Foto: Divulgação

Por Rafaela Sehn

“Você quer ser famoso? Por quê?”. Essas foram as perguntas feitas para 4.000 jovens que se aplicaram para a seleção de elenco do projeto do diretor e jornalista de tecnologia americano Nick Bilton, o documentário “Fake Famous”. O conceito do projeto é simples: dos milhares inscritos, apenas três selecionados iriam participar do experimento proposto pelo diretor, de ficarem famosos no Instagram com a ajuda de alguns – e vitais – truques.

SIGA A BAZAAR NO INSTAGRAM

Foi por meio de um exército de bots que ocorreu a compra de seguidores e de falso engajamento, além de falsos cenários para montagem de fotos responsáveis por iludirem os verdadeiros (e falsos) seguidores de que os protagonistas estão de fato nos lugares mais diversos e luxuosos que a criatividade e orçamento dos produtores por trás do documentário puderam inventar.

A fraude dos bots faz dos jovens escolhidos Dominique, Chris, e Wylie, micro-influencers em questão de semanas, e o desdobramento do aumento dos números de seus seguidores no Instagram se torna um fator diferente para cada um dos envolvidos – e um choque para o diretor que diz não ter criado nenhum tipo de expectativa ao idealizar o documentário: “Eu realmente não sabia o que esperar. Não tinha nenhum preparo para entender o impacto que esses números teriam na saúde mental deles.”, contou Nick em entrevista à Harper’s Bazaar.

Mas a fama não era o que eles queriam? Para Chris e Wylie, dois jovens na faixa dos 20 anos, a falta de autenticidade no processo fez com que estes se sentissem expostos de uma maneira negativa, resultando na saída dos dois do experimento e um processo de introspecção e reflexão intensos – outra surpresa tanto para a mente por trás do documentário, quanto para quem assiste!

Já Dominique, atriz aspirante de 26 anos, a compra de seguidores combinada com sessão de fotos em cenários forjados, resulta no ticket dourado da jovem para o universo das influenciadoras e seus benefícios: os famigerados “recebidos” de diversos produtos, viagens pagas em troca de cliques e bem, ainda mais seguidores!
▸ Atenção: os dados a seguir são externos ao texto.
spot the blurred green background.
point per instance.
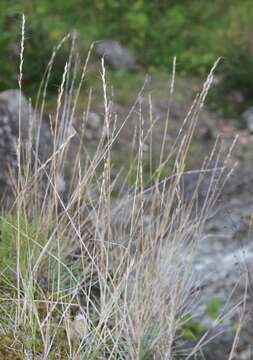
(196, 31)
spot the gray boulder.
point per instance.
(116, 55)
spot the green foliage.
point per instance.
(192, 329)
(29, 243)
(196, 31)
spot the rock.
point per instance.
(116, 55)
(248, 118)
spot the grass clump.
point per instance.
(93, 277)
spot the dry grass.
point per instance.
(91, 277)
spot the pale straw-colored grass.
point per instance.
(141, 248)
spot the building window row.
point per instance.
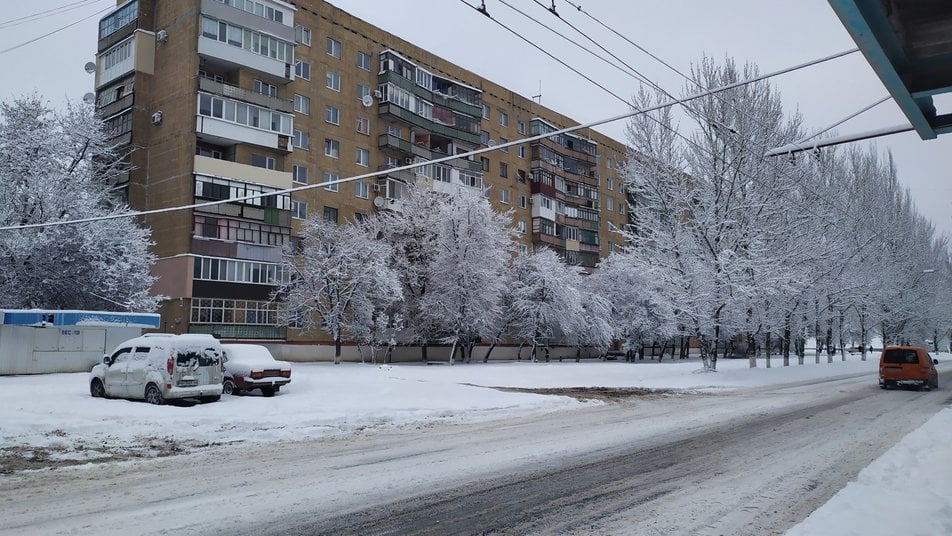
(256, 8)
(238, 271)
(249, 312)
(244, 114)
(246, 39)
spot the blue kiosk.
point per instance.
(35, 341)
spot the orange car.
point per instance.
(907, 365)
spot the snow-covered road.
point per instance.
(754, 459)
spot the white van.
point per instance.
(160, 366)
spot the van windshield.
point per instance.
(900, 356)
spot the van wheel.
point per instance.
(96, 389)
(153, 395)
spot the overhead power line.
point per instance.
(35, 39)
(626, 115)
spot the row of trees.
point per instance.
(774, 250)
(726, 246)
(58, 166)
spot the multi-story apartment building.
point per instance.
(228, 98)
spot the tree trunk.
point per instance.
(337, 344)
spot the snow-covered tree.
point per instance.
(340, 281)
(465, 278)
(545, 303)
(57, 166)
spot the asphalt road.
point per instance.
(747, 462)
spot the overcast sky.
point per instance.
(773, 34)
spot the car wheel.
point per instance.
(153, 395)
(96, 389)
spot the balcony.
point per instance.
(225, 169)
(233, 92)
(392, 110)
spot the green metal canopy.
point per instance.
(909, 45)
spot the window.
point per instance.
(265, 88)
(361, 189)
(332, 115)
(299, 210)
(302, 140)
(117, 20)
(302, 35)
(302, 69)
(333, 47)
(363, 60)
(258, 160)
(299, 173)
(332, 81)
(362, 91)
(331, 148)
(363, 125)
(331, 177)
(302, 104)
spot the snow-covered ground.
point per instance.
(52, 417)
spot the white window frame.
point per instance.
(332, 148)
(331, 176)
(332, 81)
(332, 114)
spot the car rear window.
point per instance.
(901, 356)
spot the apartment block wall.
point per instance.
(164, 161)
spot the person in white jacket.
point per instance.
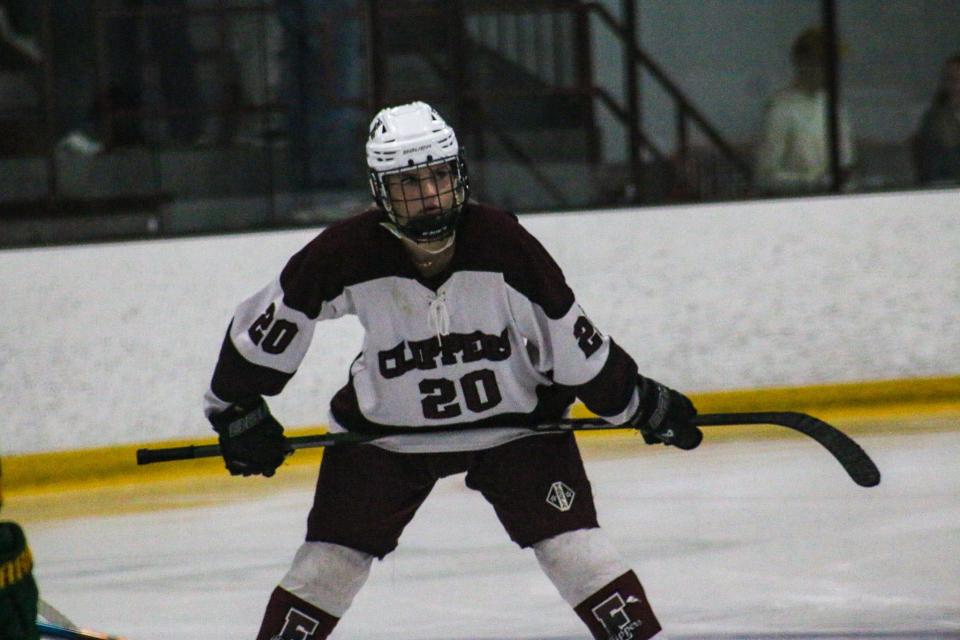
(794, 151)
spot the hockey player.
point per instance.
(469, 325)
(18, 590)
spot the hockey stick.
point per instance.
(848, 453)
(49, 630)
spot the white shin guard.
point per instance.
(327, 576)
(579, 563)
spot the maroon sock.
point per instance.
(619, 611)
(290, 618)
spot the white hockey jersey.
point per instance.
(496, 341)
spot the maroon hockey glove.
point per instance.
(251, 439)
(664, 416)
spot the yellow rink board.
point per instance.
(853, 406)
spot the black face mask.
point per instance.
(426, 228)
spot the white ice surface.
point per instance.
(736, 539)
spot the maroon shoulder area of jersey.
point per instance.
(352, 250)
(490, 239)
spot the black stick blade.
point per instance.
(848, 453)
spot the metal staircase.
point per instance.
(516, 78)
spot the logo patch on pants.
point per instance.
(560, 496)
(298, 626)
(613, 616)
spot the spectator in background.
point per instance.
(794, 154)
(163, 26)
(323, 72)
(937, 144)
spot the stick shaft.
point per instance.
(848, 453)
(49, 630)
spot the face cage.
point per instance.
(433, 226)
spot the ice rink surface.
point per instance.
(742, 538)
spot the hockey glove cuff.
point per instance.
(18, 590)
(251, 439)
(665, 416)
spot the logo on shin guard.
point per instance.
(298, 626)
(560, 496)
(612, 614)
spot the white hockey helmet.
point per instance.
(408, 138)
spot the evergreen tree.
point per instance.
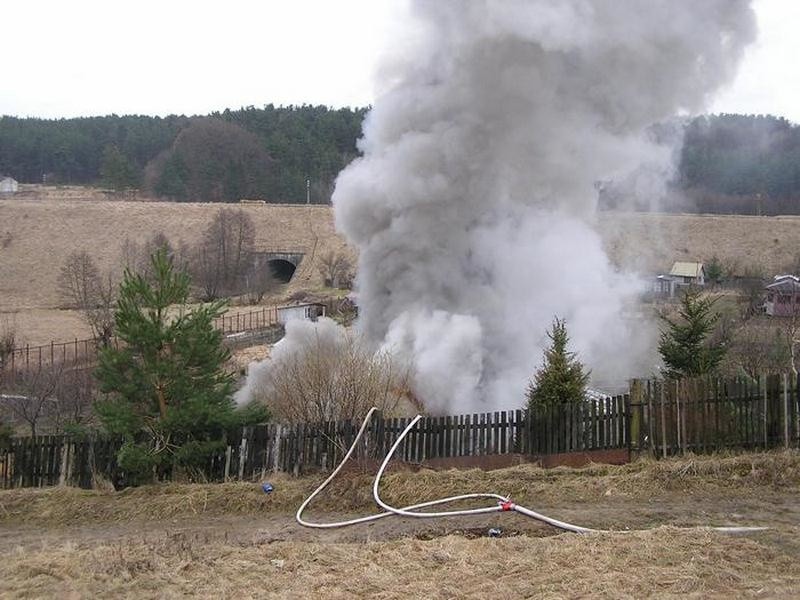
(167, 391)
(686, 347)
(561, 378)
(117, 170)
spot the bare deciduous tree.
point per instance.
(258, 281)
(335, 269)
(758, 349)
(81, 283)
(79, 280)
(330, 378)
(74, 397)
(33, 392)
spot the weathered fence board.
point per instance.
(254, 451)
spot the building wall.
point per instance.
(781, 305)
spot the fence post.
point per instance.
(276, 449)
(242, 455)
(635, 418)
(62, 474)
(785, 412)
(766, 433)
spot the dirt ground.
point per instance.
(232, 540)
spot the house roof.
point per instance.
(681, 269)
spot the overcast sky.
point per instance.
(95, 57)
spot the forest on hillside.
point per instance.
(262, 153)
(728, 163)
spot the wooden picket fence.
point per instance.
(255, 451)
(704, 415)
(22, 359)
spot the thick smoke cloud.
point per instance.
(473, 204)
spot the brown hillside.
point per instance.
(36, 235)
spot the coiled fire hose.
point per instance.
(502, 503)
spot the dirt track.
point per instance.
(774, 510)
(233, 541)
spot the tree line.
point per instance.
(267, 153)
(729, 163)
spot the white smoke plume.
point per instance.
(473, 204)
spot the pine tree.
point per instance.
(167, 391)
(685, 346)
(561, 378)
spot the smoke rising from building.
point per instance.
(473, 205)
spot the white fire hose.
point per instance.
(502, 503)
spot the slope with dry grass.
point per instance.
(37, 232)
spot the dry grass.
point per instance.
(115, 550)
(36, 231)
(652, 242)
(43, 231)
(665, 563)
(742, 476)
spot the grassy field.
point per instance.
(37, 232)
(232, 540)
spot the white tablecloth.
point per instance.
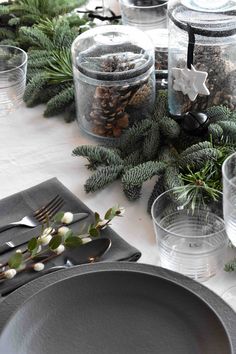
(34, 148)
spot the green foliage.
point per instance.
(103, 176)
(158, 148)
(46, 31)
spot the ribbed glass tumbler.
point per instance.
(13, 66)
(190, 232)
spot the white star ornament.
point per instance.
(190, 81)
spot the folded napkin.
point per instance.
(23, 203)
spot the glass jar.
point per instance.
(114, 76)
(202, 38)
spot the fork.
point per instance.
(39, 216)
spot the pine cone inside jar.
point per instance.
(117, 63)
(108, 115)
(141, 95)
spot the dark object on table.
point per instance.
(195, 123)
(116, 308)
(89, 253)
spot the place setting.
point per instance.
(149, 87)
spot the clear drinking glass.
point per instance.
(150, 16)
(229, 206)
(190, 233)
(144, 14)
(13, 66)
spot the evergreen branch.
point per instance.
(14, 21)
(198, 159)
(196, 147)
(4, 10)
(167, 153)
(215, 131)
(171, 178)
(135, 158)
(218, 113)
(12, 42)
(58, 103)
(98, 155)
(230, 266)
(36, 37)
(131, 137)
(6, 33)
(157, 190)
(59, 69)
(151, 142)
(229, 129)
(34, 88)
(169, 127)
(132, 192)
(102, 176)
(161, 108)
(141, 173)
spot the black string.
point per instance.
(191, 43)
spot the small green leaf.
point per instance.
(68, 234)
(97, 217)
(55, 242)
(58, 216)
(94, 232)
(108, 214)
(73, 241)
(16, 260)
(32, 244)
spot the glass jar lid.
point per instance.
(211, 18)
(113, 52)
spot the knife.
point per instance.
(10, 245)
(88, 253)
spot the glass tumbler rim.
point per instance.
(224, 174)
(179, 235)
(18, 66)
(149, 7)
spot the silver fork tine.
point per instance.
(53, 211)
(42, 209)
(47, 210)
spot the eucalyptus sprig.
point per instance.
(55, 238)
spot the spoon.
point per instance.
(90, 252)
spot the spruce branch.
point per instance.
(133, 136)
(218, 113)
(196, 147)
(34, 88)
(161, 109)
(135, 176)
(135, 158)
(36, 38)
(158, 189)
(171, 178)
(229, 129)
(58, 103)
(169, 127)
(151, 142)
(199, 158)
(230, 266)
(215, 131)
(98, 155)
(102, 177)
Sua carreira como atriz também começa a apresentar mudanças positivas graças ao aumentos dos números de “engajamento”, a garantindo mais callbacks para audições do que nunca. “Acho que essa relação entre número de seguidores, sejam eles falsos ou não, não se limita apenas à Hollywood. É algo presente em todas as indústrias contemporâneas. Eu tenho uma amiga roteirista que tem executivos perguntando a sua quantidade de seguidores no Instagram, mas o que isso tem a ver com a escrita dela?”, desabafou o diretor.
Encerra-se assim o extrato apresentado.